Wednesday, November 18, 2009

patpat

buralarda bu taşıt çok sık kullanılıyor ve kazası da çok sık oluyor. geçende mehmet böyle bir kaza için acile gitti, kaç kişi telef oldu. bu araca patpat yada lamborjini diyorlar. buraya geldiğimizde bize garip ve komik gelen şeylerden birinin resmini nihayet dün çekebildim.
 
Posted by Picasa
bizim evin arkasındaki okula bazı öğrenciler bu araçla geliyorlar. hadi hava iyiyken neyse de yağmurlu havada pek de iyi olmuyordur herhalde. ama yine de yağmur altında yürümekten daha iyidir. resimdeki araçta fazla çocuk yok, normalde daha fazla oluyorlar.
 
Posted by Picasa
dün mehmet nöbetçiydi. tüm akşamı tv karşısında koltuktan hiç kımıldamadan nette geçirdim. gece de geç yattım. bugün iş çıkışı spora gittim. aerobik yaptık. hiç bana göre değil. benim müzik kulağım ve ritim duygum hiç yok, kollarımı ve bacaklarımı bazen koordine bir şekilde hareket ettiremiyorum. daha önce altunizade kültür merkezinde 1 ay gitmiştim ve yanımdaki kadın bana neden ellerini yumruk yapıytorsun, serbest bırakmıyorsun diye sormuştu. o bunu söyleyene kadar ellerimi yumruk yaptığımı, bu kadar kasıldığımı hiç farketmemiştim. o gün farkettim ki aerobik benim için bir eziyet. bugün biraz daha iyiydi ama hoca beni ve zöhreyi (bizim teknisyen) en öne aldı ve ikimizin de pek başarılı olmadığımızı söyledi. ben de olanla idare et dedim. bana ritim duygusu kazandıracakmış, hadi bakalım...
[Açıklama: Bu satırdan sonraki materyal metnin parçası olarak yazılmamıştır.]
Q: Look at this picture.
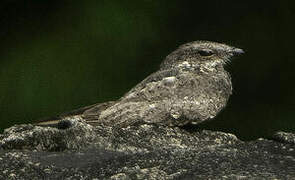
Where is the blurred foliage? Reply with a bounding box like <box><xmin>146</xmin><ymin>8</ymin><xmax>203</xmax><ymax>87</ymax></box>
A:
<box><xmin>0</xmin><ymin>0</ymin><xmax>295</xmax><ymax>140</ymax></box>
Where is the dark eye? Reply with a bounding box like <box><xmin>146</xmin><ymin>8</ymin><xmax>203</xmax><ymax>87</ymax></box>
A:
<box><xmin>199</xmin><ymin>49</ymin><xmax>213</xmax><ymax>56</ymax></box>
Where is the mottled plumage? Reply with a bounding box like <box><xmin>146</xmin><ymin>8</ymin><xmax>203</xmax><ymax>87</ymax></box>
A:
<box><xmin>37</xmin><ymin>41</ymin><xmax>243</xmax><ymax>127</ymax></box>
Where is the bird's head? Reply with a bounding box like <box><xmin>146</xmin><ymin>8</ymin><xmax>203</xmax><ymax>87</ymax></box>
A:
<box><xmin>161</xmin><ymin>41</ymin><xmax>244</xmax><ymax>68</ymax></box>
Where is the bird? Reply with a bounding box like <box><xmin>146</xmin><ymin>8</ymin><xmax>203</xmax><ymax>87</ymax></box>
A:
<box><xmin>37</xmin><ymin>41</ymin><xmax>244</xmax><ymax>127</ymax></box>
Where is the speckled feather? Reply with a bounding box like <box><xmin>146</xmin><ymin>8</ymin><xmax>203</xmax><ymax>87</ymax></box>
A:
<box><xmin>36</xmin><ymin>41</ymin><xmax>243</xmax><ymax>127</ymax></box>
<box><xmin>83</xmin><ymin>41</ymin><xmax>242</xmax><ymax>126</ymax></box>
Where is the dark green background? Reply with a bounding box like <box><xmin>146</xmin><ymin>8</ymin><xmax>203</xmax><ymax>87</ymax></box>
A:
<box><xmin>0</xmin><ymin>0</ymin><xmax>295</xmax><ymax>139</ymax></box>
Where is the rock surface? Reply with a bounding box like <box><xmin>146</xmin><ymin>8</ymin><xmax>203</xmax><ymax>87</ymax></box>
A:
<box><xmin>0</xmin><ymin>118</ymin><xmax>295</xmax><ymax>179</ymax></box>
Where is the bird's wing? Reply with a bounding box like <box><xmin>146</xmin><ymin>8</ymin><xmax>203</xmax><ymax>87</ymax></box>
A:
<box><xmin>123</xmin><ymin>69</ymin><xmax>179</xmax><ymax>97</ymax></box>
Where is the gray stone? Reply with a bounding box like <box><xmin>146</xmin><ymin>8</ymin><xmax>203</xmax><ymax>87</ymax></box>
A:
<box><xmin>0</xmin><ymin>118</ymin><xmax>295</xmax><ymax>179</ymax></box>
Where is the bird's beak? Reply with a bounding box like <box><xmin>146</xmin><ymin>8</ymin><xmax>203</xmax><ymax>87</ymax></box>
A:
<box><xmin>231</xmin><ymin>48</ymin><xmax>245</xmax><ymax>55</ymax></box>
benim için spor çok yorucuydu, biraz göğsüm ağrıdı ve 1-2 kez ara verdim. eve döndüğümde her yerim ağrıyordu. halbuki pazartesi aletlerle çalışırken hiç bir yerim ağrımamıştı.
bayram tatilinde 2 kardeşim yurt dışına çıkıyor. biri yardım derneklerinden biriyle güney afrikaya diğeri de suriyeye gidiyor. suriyeye gidene sedef sehpa veya sandalye siparişi verdim, bir de mücevher kutusu.